MW: Do you think our culture will accept those gray areas in your lifetime?
ARONOFF: I’ve got about 50 years left. I think it will happen in my lifetime. So much has happened already.
The LGBT community is doing excellent. No one in a position of power believes that transgender people hold the movement back at all.
[NCTE] organized a lobby day earlier this year with 130 trans people from 30 states, and had excellent meetings in the Senate and House. It’s hard to make an argument that trans people are doing anything in the movement but helping it progress for all of us. It’s not that you are L, G, B or T. You can be T and L, G. That’s something people forget. ”I’m queer” works in San Francisco. People get that. [Laughs.]
MW: It sounds like you really miss San Francisco. Should we expect you to stick around or not?
ARONOFF: My job is wonderful, so I’m glad that I’m here doing this. But my goal is to be back in San Francisco. I think the work needs to happen here, in D.C. It’s really important that transgender people have a voice on Capitol Hill, and are here with the other national organizations to have a voice at the table. But I definitely prefer the vibe of San Francisco and the West Coast.
MW: What changes could happen here that would convince you to stay? The weather?
ARONOFF: You can’t stop August from happening. [Laughs.] I would like people [here] to be more open about their own gray areas and fluidity. That would be a big one. I would like to see more space for LGBT queer people, progressive people, not just in bars or dance clubs. They have really wonderful performance stuff in San Francisco that’s both creative and political. There would be gay men and drag queens and big dykes, lesbians, trans people of every persuasion. That’s what I miss about San Francisco the most.
I don’t go out that much, but from what I’ve seen, [D.C.] seems more like gay boys are here, gay women go to the Phase or dance at Apex.
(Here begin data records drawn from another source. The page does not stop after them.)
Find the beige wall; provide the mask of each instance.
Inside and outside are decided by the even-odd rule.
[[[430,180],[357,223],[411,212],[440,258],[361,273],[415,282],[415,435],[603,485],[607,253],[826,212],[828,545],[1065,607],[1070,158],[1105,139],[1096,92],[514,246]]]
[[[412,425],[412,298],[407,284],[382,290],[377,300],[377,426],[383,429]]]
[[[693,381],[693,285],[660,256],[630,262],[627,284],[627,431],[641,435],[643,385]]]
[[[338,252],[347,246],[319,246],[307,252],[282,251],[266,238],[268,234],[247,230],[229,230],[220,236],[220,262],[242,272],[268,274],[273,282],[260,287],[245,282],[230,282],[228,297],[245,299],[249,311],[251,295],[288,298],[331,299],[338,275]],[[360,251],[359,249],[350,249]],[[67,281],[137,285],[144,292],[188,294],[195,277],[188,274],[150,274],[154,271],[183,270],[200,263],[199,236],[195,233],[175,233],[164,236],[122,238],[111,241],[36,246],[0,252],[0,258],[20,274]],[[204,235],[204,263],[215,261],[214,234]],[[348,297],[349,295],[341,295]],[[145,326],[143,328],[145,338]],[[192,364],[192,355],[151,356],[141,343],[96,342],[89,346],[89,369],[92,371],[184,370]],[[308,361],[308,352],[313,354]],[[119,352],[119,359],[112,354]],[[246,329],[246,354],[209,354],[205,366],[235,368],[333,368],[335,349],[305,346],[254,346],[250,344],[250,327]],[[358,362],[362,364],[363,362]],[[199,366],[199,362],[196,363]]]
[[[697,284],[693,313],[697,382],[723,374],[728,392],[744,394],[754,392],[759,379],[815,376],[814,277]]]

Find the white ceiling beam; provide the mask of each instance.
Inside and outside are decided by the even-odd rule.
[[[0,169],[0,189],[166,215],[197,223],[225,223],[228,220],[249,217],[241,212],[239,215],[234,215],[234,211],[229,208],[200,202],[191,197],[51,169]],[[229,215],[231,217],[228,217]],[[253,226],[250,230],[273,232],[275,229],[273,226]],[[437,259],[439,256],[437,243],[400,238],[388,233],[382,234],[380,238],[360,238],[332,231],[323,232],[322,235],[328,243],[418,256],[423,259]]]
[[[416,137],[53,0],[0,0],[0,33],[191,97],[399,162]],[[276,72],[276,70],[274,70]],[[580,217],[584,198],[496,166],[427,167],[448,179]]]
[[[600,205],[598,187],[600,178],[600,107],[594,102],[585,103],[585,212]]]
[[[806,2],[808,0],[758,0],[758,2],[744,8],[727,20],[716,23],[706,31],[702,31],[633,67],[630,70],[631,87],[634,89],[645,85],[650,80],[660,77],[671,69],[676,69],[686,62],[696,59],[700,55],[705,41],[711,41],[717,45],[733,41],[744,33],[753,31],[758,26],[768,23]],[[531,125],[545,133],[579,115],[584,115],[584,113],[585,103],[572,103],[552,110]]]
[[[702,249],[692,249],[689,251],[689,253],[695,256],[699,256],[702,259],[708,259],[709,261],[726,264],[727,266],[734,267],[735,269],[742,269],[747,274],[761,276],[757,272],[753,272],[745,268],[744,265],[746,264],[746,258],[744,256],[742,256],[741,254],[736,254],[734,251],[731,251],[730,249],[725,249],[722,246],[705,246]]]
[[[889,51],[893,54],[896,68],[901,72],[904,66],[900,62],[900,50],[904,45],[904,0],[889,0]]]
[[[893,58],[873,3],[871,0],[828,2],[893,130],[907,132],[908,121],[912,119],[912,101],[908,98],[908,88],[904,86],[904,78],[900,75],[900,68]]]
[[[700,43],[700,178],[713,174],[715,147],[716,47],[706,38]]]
Trans people have certain groups here and there. But there’s not this sense of celebration and solidarity, where people are coming together and having a good time. If there is, you should tell me and I’ll be there this weekend.
We are right now the closest we’ve ever been to passing federal legislation that would protect LGBT people. Once that happens, in two to five years, maybe even this year, then a lot of NCTE’s initial mission work will be done.
MW: Then you’ll be free to leave?
ARONOFF: When I feel NCTE is sustainable, I’ll feel I’m in a good place about leaving. But I certainly wouldn’t dismiss staying here and filling Mara’s shoes if she should ever go on to have a less stressful job.